Morvarid Petrochemical Company (MPC) شرکت پتروشیمی مروارید
- Type: Privately held company
- Traded as: TSE: ZF281
- ISIN: IRO3ZF280001
- Industry: Petrochemical
- Founded: 2005
- Founder: National Petrochemical Company
- Headquarters: Asaluyeh, Iran
- Products: Ethylene Ethylene glycol: Monoethylene glycol (MEG); Diethylene glycol (DEG); Triethylene glycol (TEG);
- Net income: 43,380 billion rials (2021)
- Owner: Petrofarhang Tappico
- Website: www.morvaridpc.ir/en/home

= Morvarid Petrochemical Company =

Iranian petrochemical company

The Morvarid Petrochemical Company (MPC) (شرکت پتروشیمی مروارید, Shirkat-e Petroshimi-ye Morvaarid) is an Iranian petrochemical enterprise located in the South Pars Special Economic Energy Zone in Asaluyeh, Bushehr Province.

==History==
The "Fifth Olefin Complex" project, later renamed Morvarid Petrochemical Company, was one of the initiatives approved in Iran's Third Five-Year Development Plan. The project was entrusted to the National Petrochemical Company of Iran (NPC) to prevent the wasteful flaring of associated gas extracted from Iran's continental shelf oil fields.
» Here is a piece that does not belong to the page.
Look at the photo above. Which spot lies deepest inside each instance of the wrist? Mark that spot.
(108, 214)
Originally named "Kharg Olefin Petrochemical," the project's name was changed in 2005 to "Morvarid Petrochemical" to avoid confusion with Kharg Petrochemical Company. Initially, the complex was planned for Kharg Island. However, delays in completing the island's Natural Gas Liquids (NGL) unit, intended as the feedstock source, led to its relocation to Phase II of the South Pars Special Economic Zone in Asaluyeh. Construction of the Morvarid Petrochemical complex began in late 2005 on a 20-hectare plot. The NPC assigned the construction to a consortium comprising the French company Technip Energies and the Iranian company Nargan. The company's first phase was inaugurated on July 28, 2010, in a ceremony attended by Mahmoud Ahmadinejad, the then President of Iran.

==Operations==
Morvarid Petrochemical Company operates two production units for ethylene and ethylene glycol. The ethylene unit has an annual production capacity of 500,000 tons, of which 340,000 tons are used as feedstock for the company's ethylene glycol unit. The remaining 160,000 tons are sold to external customers. The ethylene unit is supplied with 650,000 tons of ethane annually from other South Pars Special Economic Energy Zone phases. The ethylene glycol unit produces 500,000 tons of monoethylene glycol (MEG), 50,000 tons of diethylene glycol (DEG), and 3,400 tons of triethylene glycol (TEG) annually. All three products are produced in liquid form. The ethylene glycol unit's feedstock includes 340,000 tons of ethylene from the company's ethylene unit and 368,000 tons of oxygen supplied by the Damavand Petrochemical Company. Morvarid Petrochemical contributes 35% of Iran's MEG and 6% of its ethylene production.

==Ownership==
Initially, the National Petrochemical Company, a state-owned entity, fully owned Morvarid Petrochemical Company. However, on August 7, 2010, the Iranian government transferred more than 40% of the company's shares to Petrofarhang —a holding company owned by staff of Iran's Ministry of Education— as repayment for government debts. Today, Petrofarhang (Reserve Fund of the staff of Iranian Ministry of Education) and TAPPICO (a subsidiary of Iran's Social Security Organization) are the company's largest shareholders.

==Sanctions==
In late October 2020, the US Treasury Department sanctioned eight Iranian entities, including Morvarid and Arya Sasol Petrochemicals, for their involvement in purchasing and selling Iranian petrochemical products. The US Treasury maintained that the company is part of the global network of entities that the Iranian regime uses to fund terrorist groups.